Store Brands Headed For 30% Share, Report Finds
Retailer private-label food brands will grow from their current 16% to 19% share of U.S. retail food dollar sales to a 25% to 30% share within the next decade, projects a new report from Rabobank’s Food & Agribusiness Research and Advisory Group.
By 2025, the U.S. will be on par with the current European scenario, wherein one in three food products purchased is a retailer-branded product, says the report, which points out that U.S. retailer brands’ sales have grown 6% over the past five years, compared with 2% growth for national brands.
National food brands are well aware of the reasons behind private-label’s growth, as detailed in the report.
Essentially, there has been a power shift from CPG companies to food retailers -- not just traditional supermarkets, but retail formats like warehouse clubs and drug store and dollar store chains, which are now increasingly competing with supermarkets for food dollars. Many of these retailers are aggressively expanding private-label into programs offering not just “value” lines, but also lines equivalent to and lines more “premium” than those of national brands -- and packaging and marketing these lines in increasingly sophisticated ways.
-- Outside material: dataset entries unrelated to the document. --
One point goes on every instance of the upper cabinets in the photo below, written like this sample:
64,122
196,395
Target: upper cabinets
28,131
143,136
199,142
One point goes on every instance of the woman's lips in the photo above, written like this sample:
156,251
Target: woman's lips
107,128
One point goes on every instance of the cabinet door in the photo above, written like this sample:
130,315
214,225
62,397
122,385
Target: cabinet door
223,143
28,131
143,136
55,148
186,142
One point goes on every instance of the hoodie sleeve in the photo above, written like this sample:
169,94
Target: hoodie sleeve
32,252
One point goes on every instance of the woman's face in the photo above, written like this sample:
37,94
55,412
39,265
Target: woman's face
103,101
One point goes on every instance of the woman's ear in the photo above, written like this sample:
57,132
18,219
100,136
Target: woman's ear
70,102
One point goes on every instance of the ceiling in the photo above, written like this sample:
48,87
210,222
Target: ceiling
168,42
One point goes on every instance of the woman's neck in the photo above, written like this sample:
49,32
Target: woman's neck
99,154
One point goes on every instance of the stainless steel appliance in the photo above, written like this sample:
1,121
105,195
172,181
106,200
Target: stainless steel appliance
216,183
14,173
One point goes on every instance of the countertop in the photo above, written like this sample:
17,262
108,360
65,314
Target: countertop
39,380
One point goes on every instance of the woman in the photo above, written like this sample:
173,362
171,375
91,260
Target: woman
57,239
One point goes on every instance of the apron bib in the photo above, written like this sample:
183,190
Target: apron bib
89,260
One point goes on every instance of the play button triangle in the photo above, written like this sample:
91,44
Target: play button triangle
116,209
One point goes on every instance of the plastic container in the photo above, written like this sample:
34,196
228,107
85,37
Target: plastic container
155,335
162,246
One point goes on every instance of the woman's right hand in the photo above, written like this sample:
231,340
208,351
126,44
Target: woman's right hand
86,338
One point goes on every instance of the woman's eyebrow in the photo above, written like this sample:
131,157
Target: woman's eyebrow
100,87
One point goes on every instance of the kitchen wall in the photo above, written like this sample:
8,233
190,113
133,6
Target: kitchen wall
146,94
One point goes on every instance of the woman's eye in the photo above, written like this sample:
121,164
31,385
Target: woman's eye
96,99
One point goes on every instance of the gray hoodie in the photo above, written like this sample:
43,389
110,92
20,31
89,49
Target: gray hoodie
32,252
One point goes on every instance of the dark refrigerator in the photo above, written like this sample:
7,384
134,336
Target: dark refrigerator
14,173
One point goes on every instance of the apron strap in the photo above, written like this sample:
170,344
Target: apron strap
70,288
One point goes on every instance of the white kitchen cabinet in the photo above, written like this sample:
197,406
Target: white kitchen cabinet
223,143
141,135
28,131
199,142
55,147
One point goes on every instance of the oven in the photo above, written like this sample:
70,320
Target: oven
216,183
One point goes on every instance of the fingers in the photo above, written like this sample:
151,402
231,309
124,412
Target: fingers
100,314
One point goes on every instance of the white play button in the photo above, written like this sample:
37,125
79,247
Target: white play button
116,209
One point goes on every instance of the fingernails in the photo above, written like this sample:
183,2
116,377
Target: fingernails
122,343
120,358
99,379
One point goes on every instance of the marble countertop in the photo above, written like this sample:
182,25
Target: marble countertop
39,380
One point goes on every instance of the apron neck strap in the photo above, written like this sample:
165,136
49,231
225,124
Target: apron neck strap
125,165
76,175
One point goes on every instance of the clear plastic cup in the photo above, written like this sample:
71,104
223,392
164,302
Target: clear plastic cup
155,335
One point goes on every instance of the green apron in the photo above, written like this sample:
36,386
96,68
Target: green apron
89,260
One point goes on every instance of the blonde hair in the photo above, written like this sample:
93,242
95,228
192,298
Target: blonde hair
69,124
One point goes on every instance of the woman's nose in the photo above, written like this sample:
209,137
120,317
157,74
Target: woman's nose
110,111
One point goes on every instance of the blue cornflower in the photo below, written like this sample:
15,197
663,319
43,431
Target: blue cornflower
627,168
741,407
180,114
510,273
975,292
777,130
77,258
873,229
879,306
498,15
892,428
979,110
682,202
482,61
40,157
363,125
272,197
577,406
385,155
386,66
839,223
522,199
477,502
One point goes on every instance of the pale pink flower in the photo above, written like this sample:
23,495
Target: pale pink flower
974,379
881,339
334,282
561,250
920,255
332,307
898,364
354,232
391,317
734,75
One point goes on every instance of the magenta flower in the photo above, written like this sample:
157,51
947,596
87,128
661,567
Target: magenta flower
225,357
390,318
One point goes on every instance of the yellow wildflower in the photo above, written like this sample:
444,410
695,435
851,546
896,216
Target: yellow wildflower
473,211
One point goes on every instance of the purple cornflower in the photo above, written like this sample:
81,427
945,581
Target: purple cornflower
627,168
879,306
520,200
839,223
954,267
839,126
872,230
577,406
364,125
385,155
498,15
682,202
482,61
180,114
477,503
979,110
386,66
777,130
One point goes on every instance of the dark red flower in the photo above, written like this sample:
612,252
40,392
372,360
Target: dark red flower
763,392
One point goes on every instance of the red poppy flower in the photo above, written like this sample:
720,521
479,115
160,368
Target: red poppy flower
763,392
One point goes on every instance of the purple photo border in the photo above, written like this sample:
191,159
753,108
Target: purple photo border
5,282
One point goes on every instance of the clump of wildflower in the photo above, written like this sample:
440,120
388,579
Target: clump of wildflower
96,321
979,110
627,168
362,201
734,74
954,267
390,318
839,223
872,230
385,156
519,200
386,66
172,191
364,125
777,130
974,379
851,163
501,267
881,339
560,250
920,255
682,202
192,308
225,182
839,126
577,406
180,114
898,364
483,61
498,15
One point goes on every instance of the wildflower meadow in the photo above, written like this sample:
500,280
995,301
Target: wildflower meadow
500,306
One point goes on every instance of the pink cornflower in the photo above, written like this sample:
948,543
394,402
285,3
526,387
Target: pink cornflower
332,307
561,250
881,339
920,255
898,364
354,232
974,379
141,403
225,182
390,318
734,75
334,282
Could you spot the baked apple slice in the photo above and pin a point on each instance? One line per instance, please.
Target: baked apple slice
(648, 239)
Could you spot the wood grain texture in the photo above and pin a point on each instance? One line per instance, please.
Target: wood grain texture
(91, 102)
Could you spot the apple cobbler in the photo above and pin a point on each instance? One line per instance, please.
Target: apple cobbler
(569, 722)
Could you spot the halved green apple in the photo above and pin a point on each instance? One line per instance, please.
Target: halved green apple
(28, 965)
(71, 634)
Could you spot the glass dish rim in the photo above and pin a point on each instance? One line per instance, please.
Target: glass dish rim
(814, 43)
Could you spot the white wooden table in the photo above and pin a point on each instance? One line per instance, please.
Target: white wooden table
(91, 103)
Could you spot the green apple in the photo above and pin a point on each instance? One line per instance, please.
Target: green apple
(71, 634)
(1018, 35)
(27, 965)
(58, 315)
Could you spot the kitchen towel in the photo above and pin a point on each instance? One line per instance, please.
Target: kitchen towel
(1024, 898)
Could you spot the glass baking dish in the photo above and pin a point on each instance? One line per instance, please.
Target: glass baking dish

“Retailer brands have matured from their original positioning as 'cheap and cheerless' generic products into a more diverse range of national brand equivalents, and more recently, highly innovative premium products,” sums up Rabobank analyst Nicholas Fereday, author of the report. “On grocery shelves around the U.S., from convenience stores to upscale supermarkets, retail brands now compete successfully and often win against national brands, earning consumer trust in terms of pricing, quality, image and value.”
The big question for national brands, of course, is what strategies to implement in the face of this intense competitive pressure from their own retail customers.
The Rabobank report, which is titled “What Would Apple Do? How Can U.S. Branded Food Companies Withstand the Retailer Brand Onslaught?,” recommends two core strategies:
* Real innovation. “National food brands need to follow the creative model of other industries, funding research that will lead to radical new products that address unmet consumer needs, or create wholly new categories,” stresses the report.
Currently, more than three-quarters of new national-brand food products are line extensions or product derivatives. Meanwhile, in 2011, nearly a third of the new food and beverage items introduced in the U.S. were from retailer brands, according to the Food Marketing Institute. And while many of those were also extensions of existing private-label brand lines, many were genuine product innovations on the part of retailers.
* Go to “Plan B2B.” This strategy is not mutually exclusive from innovating on the national brand products innovation front. However, Rabobank points out that a growing number of CPG companies are diversifying into manufacturing retailer-branded products, leveraging their strengths in R&D, operational know-how, food safety and category management to realize benefits of scale, increase output and sales, and maximize profits.